Malam itu, suasana di ruangan Kiyai Majid terasa lebih hening dari biasanya. Udara dingin yang menusuk tulang tak mengurangi kedamaian yang mengalir di dalam rumah. Di ruang tamu, sebuah meja bundar dengan kursi-kursi kayu antik terlihat lebih hidup daripada biasanya. Kiyai Majid, seorang ulama yang dikenal karismatik di kalangan masyarakat, sedang duduk di kursi utamanya. Di depannya, tiga orang tamu duduk dengan penuh perhatian. Yang pertama adalah Ustad Fatur, dan yang kedua adalah orang tua Burhan, seorang lelaki dan perempuan yang tampak tegang meskipun sudah berusia cukup lanjut.
Kiyai Majid memandang ke arah orang tua Burhan dengan penuh empati. Sejak beberapa minggu terakhir, Burhan, anak mereka yang masih muda, telah menunjukkan perilaku yang semakin aneh dan sulit dipahami. Orang tua Burhan, meskipun mereka adalah orang yang taat agama, merasa bingung dan tertekan dengan apa yang terjadi pada anak mereka. Mereka merasa seperti ada sesuatu yang sangat besar dan jahat sedang menguasai jiwa Burhan, dan mereka tidak tahu apa yang harus dilakukan.
"Saya paham betul kebingungan Bapak dan Ibu," kata Kiyai Majid dengan suara lembut namun penuh wibawa. "Burhan adalah anak yang sangat istimewa, dan kita semua harus memahami bahwa apa yang sedang dialaminya bukanlah hal biasa."
Orang tua Burhan menunduk. Bapak Burhan, Pak Hasan, menekan kedua tangannya yang terlipat di atas meja, seakan mencoba menahan kekhawatiran yang terus menggerogoti hatinya. Sedangkan Ibu Burhan, yang sejak tadi diam, hanya mengusap mukanya perlahan, menahan air mata yang hampir tumpah.
Ustad Fatur yang duduk di samping Kiyai Majid, mengangguk-angguk kecil. Wajahnya yang penuh ketenangan memberikan rasa damai bagi siapapun yang ada di dekatnya. "Apa yang dikatakan abah benar," kata Ustad Fatur dengan suara lembut. "Burhan adalah anak yang luar biasa. Kepekaan terhadap hal ghaib yang dimilikinya adalah tanda bahwa dia memiliki potensi yang besar. Namun, di balik keistimewaannya, ada tanggung jawab yang harus dia pikul. Kepekaan ini, jika tidak diarahkan dengan benar, bisa menjadi bumerang yang justru membahayakan dirinya sendiri."

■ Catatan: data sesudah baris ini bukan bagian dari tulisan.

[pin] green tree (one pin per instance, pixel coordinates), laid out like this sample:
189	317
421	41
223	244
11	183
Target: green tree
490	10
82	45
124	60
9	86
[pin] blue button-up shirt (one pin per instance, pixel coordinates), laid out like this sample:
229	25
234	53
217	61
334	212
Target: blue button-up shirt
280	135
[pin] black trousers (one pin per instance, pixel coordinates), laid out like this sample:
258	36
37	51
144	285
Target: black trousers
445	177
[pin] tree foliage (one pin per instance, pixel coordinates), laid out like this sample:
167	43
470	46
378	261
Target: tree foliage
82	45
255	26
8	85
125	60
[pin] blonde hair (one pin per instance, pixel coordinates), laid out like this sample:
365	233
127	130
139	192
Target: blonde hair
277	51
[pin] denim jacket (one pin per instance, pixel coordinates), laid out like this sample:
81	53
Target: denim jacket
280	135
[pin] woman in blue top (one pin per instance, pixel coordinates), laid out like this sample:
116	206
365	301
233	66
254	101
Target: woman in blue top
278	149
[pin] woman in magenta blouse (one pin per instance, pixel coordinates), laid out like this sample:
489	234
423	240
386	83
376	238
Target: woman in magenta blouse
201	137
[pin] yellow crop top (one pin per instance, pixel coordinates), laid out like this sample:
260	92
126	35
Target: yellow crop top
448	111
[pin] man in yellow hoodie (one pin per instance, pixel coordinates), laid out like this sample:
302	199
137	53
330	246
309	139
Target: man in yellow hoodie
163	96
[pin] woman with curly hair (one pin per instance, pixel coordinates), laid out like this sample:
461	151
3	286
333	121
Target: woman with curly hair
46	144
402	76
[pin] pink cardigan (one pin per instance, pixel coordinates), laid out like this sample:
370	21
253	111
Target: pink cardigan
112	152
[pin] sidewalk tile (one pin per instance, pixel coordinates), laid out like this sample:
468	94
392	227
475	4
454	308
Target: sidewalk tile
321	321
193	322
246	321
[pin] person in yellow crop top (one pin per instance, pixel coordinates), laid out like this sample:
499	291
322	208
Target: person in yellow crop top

Kiyai Majid menatap Ustad Fatur dengan penuh pengertian, sebelum kemudian melanjutkan penjelasannya. "Burhan memang sejak kecil sudah memiliki mata batin yang terbuka. Dia bisa melihat, mendengar, dan merasakan hal-hal yang tidak bisa dilihat oleh orang kebanyakan. Dari segi spiritual, ini adalah suatu berkah. Tetapi, kita juga harus sadar bahwa mata batin yang terbuka ini adalah ujian besar. Tanpa bimbingan yang benar, ia bisa terjebak dalam godaan atau bisikan-bisikan yang berasal dari dunia yang tidak terlihat."

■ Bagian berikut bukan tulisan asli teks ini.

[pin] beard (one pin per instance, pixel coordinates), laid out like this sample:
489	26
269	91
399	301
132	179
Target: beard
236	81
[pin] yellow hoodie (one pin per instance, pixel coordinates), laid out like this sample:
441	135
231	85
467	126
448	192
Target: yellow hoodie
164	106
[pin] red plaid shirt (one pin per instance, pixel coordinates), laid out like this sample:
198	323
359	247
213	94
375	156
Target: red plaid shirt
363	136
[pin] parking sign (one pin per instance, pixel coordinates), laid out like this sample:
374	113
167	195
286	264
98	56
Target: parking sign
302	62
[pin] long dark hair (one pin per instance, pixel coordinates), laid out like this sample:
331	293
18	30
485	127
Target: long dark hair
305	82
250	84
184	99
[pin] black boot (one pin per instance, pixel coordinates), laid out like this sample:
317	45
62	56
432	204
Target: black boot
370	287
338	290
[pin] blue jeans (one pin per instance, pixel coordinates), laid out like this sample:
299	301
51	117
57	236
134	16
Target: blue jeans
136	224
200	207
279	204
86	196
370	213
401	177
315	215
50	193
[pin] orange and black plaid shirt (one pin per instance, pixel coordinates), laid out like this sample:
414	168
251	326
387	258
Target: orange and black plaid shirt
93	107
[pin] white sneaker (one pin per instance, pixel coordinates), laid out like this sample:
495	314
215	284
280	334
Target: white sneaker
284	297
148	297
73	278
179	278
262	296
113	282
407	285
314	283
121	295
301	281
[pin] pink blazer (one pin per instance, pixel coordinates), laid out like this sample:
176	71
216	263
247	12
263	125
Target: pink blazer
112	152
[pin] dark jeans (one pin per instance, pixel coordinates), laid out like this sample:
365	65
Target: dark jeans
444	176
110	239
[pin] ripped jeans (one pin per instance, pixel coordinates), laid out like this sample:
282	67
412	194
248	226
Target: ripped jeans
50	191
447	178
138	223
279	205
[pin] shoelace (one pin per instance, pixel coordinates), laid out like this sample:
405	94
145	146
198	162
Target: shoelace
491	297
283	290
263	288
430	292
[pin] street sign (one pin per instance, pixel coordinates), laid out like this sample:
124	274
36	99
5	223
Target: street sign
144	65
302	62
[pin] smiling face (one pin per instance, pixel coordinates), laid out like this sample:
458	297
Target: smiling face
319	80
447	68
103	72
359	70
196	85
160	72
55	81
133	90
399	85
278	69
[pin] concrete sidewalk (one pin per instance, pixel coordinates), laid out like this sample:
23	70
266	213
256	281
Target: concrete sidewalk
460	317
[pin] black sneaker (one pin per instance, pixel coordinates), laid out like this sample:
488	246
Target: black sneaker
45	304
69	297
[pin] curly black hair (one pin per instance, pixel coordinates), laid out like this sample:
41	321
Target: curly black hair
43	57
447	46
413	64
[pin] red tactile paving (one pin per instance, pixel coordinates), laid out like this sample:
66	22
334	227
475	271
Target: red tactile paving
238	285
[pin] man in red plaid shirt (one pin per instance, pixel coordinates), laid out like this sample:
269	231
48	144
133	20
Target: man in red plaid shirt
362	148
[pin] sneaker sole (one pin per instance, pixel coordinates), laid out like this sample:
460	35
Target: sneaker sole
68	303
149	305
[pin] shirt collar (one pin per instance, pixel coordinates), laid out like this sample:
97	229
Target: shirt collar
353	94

Pak Hasan, yang sejak tadi hanya mendengarkan, akhirnya angkat bicara. "Sebenarnya Kami dari awal membawanya kesini berharap bahwa anak saya bisa lebih mengatasi gangguan yang selama ini ia rasakan. Saya sendiri bahkan percaya tidak percaya akan hal semacam ini, Kiyai. Yang jelas saya hanya ingin Burhan normal seperti yang lain. Tidak terlalu menonjolkan hal-hal seperti ini."
Ibu Burhan yang dari tadi hanya diam, kini menunduk dalam-dalam, matanya berkaca-kaca. "Apa yang harus dilakukan, Kiyai? Kami merasa tidak berdaya. Kami takut Burhan akan semakin jauh menanggapi hal semacam ini, semakin terjerumus dalam sesuatu yang tidak kami pahami."